DiAngelo cita algumas situações que costumam provocar reações típicas dessa fragilidade branca:
Quando se sugere que o ponto de vista de uma pessoa branca também é moldado por referências racializadas – ou seja, quando alguém lembra de mencionar que branco também é raça, e não um padrão a partir do qual apenas as pessoas não brancas são racializadas.
Quando pessoas negras não querem compartilhar suas histórias ou responder questões sobre suas experiências raciais – pessoas brancas muitas vezes esperam que pessoas negras estejam sempre dispostas a educá-las em relação a assuntos raciais, sentindo-se frustradas ou “desobedecidas” quando isso não acontece.
Quando pessoas negras afirmam a importância de fazerem parte de um grupo – ao se negarem a abrir mão de uma identidade negra que as insere em um determinado grupo, em nome de demandas que lhe são caras e específicas, pessoas negras desafiam o individualismo liberal.

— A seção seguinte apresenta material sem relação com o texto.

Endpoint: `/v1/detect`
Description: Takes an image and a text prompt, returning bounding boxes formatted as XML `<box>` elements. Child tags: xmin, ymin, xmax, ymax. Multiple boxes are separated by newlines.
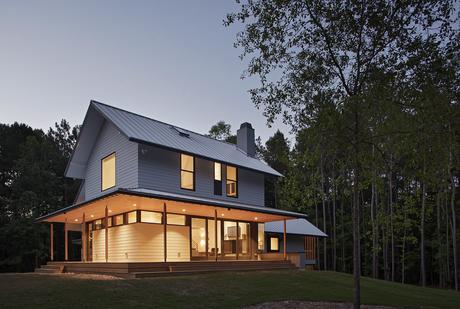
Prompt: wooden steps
<box><xmin>41</xmin><ymin>260</ymin><xmax>296</xmax><ymax>278</ymax></box>
<box><xmin>34</xmin><ymin>264</ymin><xmax>64</xmax><ymax>274</ymax></box>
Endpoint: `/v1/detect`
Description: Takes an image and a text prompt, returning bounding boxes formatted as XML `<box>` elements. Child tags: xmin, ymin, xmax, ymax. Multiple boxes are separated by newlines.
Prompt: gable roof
<box><xmin>265</xmin><ymin>219</ymin><xmax>327</xmax><ymax>237</ymax></box>
<box><xmin>65</xmin><ymin>100</ymin><xmax>282</xmax><ymax>179</ymax></box>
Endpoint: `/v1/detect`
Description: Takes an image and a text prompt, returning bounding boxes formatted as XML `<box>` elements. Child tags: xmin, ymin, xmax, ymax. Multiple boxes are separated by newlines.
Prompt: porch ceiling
<box><xmin>39</xmin><ymin>192</ymin><xmax>299</xmax><ymax>224</ymax></box>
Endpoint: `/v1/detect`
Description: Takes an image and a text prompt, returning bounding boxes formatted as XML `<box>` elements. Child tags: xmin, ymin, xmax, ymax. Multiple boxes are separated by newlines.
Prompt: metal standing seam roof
<box><xmin>265</xmin><ymin>219</ymin><xmax>327</xmax><ymax>237</ymax></box>
<box><xmin>89</xmin><ymin>101</ymin><xmax>282</xmax><ymax>177</ymax></box>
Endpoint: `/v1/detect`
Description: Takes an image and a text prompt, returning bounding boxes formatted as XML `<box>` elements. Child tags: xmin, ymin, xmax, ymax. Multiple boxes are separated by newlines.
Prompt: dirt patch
<box><xmin>246</xmin><ymin>301</ymin><xmax>397</xmax><ymax>309</ymax></box>
<box><xmin>35</xmin><ymin>272</ymin><xmax>123</xmax><ymax>280</ymax></box>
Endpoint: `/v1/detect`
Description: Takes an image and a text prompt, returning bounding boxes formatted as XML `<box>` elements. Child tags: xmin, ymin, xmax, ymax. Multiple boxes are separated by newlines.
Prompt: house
<box><xmin>37</xmin><ymin>100</ymin><xmax>325</xmax><ymax>277</ymax></box>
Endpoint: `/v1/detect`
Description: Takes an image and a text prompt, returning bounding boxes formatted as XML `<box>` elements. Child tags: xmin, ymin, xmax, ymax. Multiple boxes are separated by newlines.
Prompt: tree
<box><xmin>227</xmin><ymin>1</ymin><xmax>456</xmax><ymax>305</ymax></box>
<box><xmin>208</xmin><ymin>121</ymin><xmax>236</xmax><ymax>144</ymax></box>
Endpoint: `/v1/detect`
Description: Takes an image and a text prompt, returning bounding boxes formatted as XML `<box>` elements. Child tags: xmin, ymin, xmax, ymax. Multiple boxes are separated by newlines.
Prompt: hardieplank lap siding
<box><xmin>84</xmin><ymin>121</ymin><xmax>138</xmax><ymax>200</ymax></box>
<box><xmin>138</xmin><ymin>144</ymin><xmax>265</xmax><ymax>206</ymax></box>
<box><xmin>92</xmin><ymin>223</ymin><xmax>190</xmax><ymax>262</ymax></box>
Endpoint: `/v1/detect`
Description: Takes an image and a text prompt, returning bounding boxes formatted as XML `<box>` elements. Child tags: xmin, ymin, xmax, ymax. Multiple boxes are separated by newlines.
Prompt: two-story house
<box><xmin>37</xmin><ymin>101</ymin><xmax>325</xmax><ymax>277</ymax></box>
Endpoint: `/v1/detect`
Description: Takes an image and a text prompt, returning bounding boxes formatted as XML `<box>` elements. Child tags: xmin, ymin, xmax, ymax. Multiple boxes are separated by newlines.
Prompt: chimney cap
<box><xmin>240</xmin><ymin>122</ymin><xmax>253</xmax><ymax>129</ymax></box>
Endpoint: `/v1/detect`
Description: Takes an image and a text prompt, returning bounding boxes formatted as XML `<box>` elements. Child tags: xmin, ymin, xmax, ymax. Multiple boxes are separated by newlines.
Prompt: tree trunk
<box><xmin>449</xmin><ymin>169</ymin><xmax>457</xmax><ymax>291</ymax></box>
<box><xmin>352</xmin><ymin>110</ymin><xmax>361</xmax><ymax>309</ymax></box>
<box><xmin>437</xmin><ymin>191</ymin><xmax>443</xmax><ymax>288</ymax></box>
<box><xmin>389</xmin><ymin>164</ymin><xmax>395</xmax><ymax>282</ymax></box>
<box><xmin>421</xmin><ymin>179</ymin><xmax>427</xmax><ymax>287</ymax></box>
<box><xmin>321</xmin><ymin>158</ymin><xmax>327</xmax><ymax>270</ymax></box>
<box><xmin>332</xmin><ymin>162</ymin><xmax>337</xmax><ymax>272</ymax></box>
<box><xmin>371</xmin><ymin>163</ymin><xmax>377</xmax><ymax>278</ymax></box>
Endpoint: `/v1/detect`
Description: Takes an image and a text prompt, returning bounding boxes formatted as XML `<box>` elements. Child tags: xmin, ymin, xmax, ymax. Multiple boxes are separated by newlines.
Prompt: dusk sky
<box><xmin>0</xmin><ymin>1</ymin><xmax>291</xmax><ymax>143</ymax></box>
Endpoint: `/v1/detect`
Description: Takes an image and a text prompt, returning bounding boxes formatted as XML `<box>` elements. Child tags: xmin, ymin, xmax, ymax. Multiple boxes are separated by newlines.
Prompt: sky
<box><xmin>0</xmin><ymin>1</ymin><xmax>291</xmax><ymax>143</ymax></box>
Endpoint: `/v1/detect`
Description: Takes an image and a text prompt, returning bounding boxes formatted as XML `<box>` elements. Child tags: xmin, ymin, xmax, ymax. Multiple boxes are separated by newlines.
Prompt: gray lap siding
<box><xmin>138</xmin><ymin>144</ymin><xmax>265</xmax><ymax>206</ymax></box>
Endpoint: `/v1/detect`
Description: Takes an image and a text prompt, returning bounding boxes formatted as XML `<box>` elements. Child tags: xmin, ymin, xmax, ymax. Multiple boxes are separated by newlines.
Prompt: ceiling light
<box><xmin>254</xmin><ymin>217</ymin><xmax>258</xmax><ymax>221</ymax></box>
<box><xmin>90</xmin><ymin>215</ymin><xmax>94</xmax><ymax>218</ymax></box>
<box><xmin>182</xmin><ymin>209</ymin><xmax>186</xmax><ymax>212</ymax></box>
<box><xmin>221</xmin><ymin>213</ymin><xmax>225</xmax><ymax>217</ymax></box>
<box><xmin>133</xmin><ymin>203</ymin><xmax>137</xmax><ymax>206</ymax></box>
<box><xmin>108</xmin><ymin>210</ymin><xmax>113</xmax><ymax>213</ymax></box>
<box><xmin>74</xmin><ymin>219</ymin><xmax>78</xmax><ymax>222</ymax></box>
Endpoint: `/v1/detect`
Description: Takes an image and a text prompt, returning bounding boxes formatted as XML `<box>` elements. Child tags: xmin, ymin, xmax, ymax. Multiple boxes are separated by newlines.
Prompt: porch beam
<box><xmin>64</xmin><ymin>218</ymin><xmax>68</xmax><ymax>261</ymax></box>
<box><xmin>163</xmin><ymin>202</ymin><xmax>167</xmax><ymax>262</ymax></box>
<box><xmin>50</xmin><ymin>223</ymin><xmax>54</xmax><ymax>261</ymax></box>
<box><xmin>82</xmin><ymin>213</ymin><xmax>86</xmax><ymax>262</ymax></box>
<box><xmin>214</xmin><ymin>209</ymin><xmax>217</xmax><ymax>262</ymax></box>
<box><xmin>105</xmin><ymin>206</ymin><xmax>108</xmax><ymax>262</ymax></box>
<box><xmin>283</xmin><ymin>219</ymin><xmax>287</xmax><ymax>260</ymax></box>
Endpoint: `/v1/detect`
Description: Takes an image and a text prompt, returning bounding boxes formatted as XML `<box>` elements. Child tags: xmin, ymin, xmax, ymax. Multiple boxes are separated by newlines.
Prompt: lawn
<box><xmin>0</xmin><ymin>270</ymin><xmax>459</xmax><ymax>308</ymax></box>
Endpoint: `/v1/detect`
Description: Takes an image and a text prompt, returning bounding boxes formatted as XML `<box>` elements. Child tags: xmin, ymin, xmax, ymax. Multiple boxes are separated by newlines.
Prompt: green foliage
<box><xmin>0</xmin><ymin>120</ymin><xmax>80</xmax><ymax>272</ymax></box>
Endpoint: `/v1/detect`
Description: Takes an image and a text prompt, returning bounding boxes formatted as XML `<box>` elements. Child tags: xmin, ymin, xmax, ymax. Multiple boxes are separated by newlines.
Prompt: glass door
<box><xmin>238</xmin><ymin>222</ymin><xmax>251</xmax><ymax>260</ymax></box>
<box><xmin>191</xmin><ymin>218</ymin><xmax>207</xmax><ymax>260</ymax></box>
<box><xmin>207</xmin><ymin>219</ymin><xmax>221</xmax><ymax>260</ymax></box>
<box><xmin>223</xmin><ymin>221</ymin><xmax>238</xmax><ymax>259</ymax></box>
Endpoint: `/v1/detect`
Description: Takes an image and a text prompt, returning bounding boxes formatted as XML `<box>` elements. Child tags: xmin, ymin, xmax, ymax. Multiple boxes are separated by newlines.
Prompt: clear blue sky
<box><xmin>0</xmin><ymin>0</ymin><xmax>291</xmax><ymax>143</ymax></box>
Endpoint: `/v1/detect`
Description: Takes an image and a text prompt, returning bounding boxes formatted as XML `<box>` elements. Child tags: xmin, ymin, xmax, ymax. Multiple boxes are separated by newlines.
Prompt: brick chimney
<box><xmin>237</xmin><ymin>122</ymin><xmax>255</xmax><ymax>157</ymax></box>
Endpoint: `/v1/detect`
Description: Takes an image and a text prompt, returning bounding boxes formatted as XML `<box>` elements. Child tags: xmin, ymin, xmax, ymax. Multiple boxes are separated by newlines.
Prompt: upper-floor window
<box><xmin>226</xmin><ymin>165</ymin><xmax>238</xmax><ymax>197</ymax></box>
<box><xmin>101</xmin><ymin>153</ymin><xmax>116</xmax><ymax>191</ymax></box>
<box><xmin>180</xmin><ymin>154</ymin><xmax>194</xmax><ymax>190</ymax></box>
<box><xmin>214</xmin><ymin>162</ymin><xmax>222</xmax><ymax>195</ymax></box>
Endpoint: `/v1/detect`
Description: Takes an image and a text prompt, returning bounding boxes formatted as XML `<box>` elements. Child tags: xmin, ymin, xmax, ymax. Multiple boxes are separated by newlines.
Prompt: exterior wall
<box><xmin>263</xmin><ymin>233</ymin><xmax>317</xmax><ymax>267</ymax></box>
<box><xmin>138</xmin><ymin>144</ymin><xmax>265</xmax><ymax>206</ymax></box>
<box><xmin>91</xmin><ymin>223</ymin><xmax>190</xmax><ymax>262</ymax></box>
<box><xmin>84</xmin><ymin>121</ymin><xmax>138</xmax><ymax>200</ymax></box>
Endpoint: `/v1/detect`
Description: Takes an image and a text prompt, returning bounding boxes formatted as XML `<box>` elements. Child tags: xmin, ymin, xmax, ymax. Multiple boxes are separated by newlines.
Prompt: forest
<box><xmin>223</xmin><ymin>0</ymin><xmax>460</xmax><ymax>306</ymax></box>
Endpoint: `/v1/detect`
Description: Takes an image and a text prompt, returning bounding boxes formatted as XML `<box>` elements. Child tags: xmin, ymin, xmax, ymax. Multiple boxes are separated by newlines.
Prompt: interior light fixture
<box><xmin>182</xmin><ymin>209</ymin><xmax>186</xmax><ymax>212</ymax></box>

Quando pessoas negras salientam o acesso desigual a oportunidades, desafiando o conceito de meritocracia tão caro a pessoas brancas que acreditam que todos podem conseguir o que quiserem, desde que se esforcem.
Quando pessoas negras estão em posição de liderança ou de destaque — tanto no ambiente profissional quanto social ou cultural (em papéis centrais e não estereotipados em filmes, por exemplo) –, desafiando a ideia de centralidade e/ou liderança brancas.
O conceito de fragilidade branca também pode ser aplicado a outras questões, como fragilidade hétero ou masculinidade frágil, por exemplo.
DiAngelo enumera ainda outras situações em seu artigo, sendo que muitas podem ser facilmente observadas e identificadas em experiências cotidianas. É interessante observar que o conceito de fragilidade branca também pode ser aplicado a outras questões, como fragilidade hétero ou masculinidade frágil, por exemplo.
Ao mesmo tempo em que a reação conservadora é cada vez mais violenta ao avanço e ao não silenciamento das minorias, consigo ver o cenário atual com um pouco de otimismo: há rachaduras nas bolhas que envolvem as zonas de conforto, e o que antes parecia rigidamente estabelecido está sendo exposto com todas as suas fragilidades. O que agora pode ser apenas rachadura há de se tornar ruptura, porque nada volta a se recompor do jeito que era antes. Aos que estão atentos e dispostos a fazer o movimento: o desconforto é bom. É o que nos faz avançar.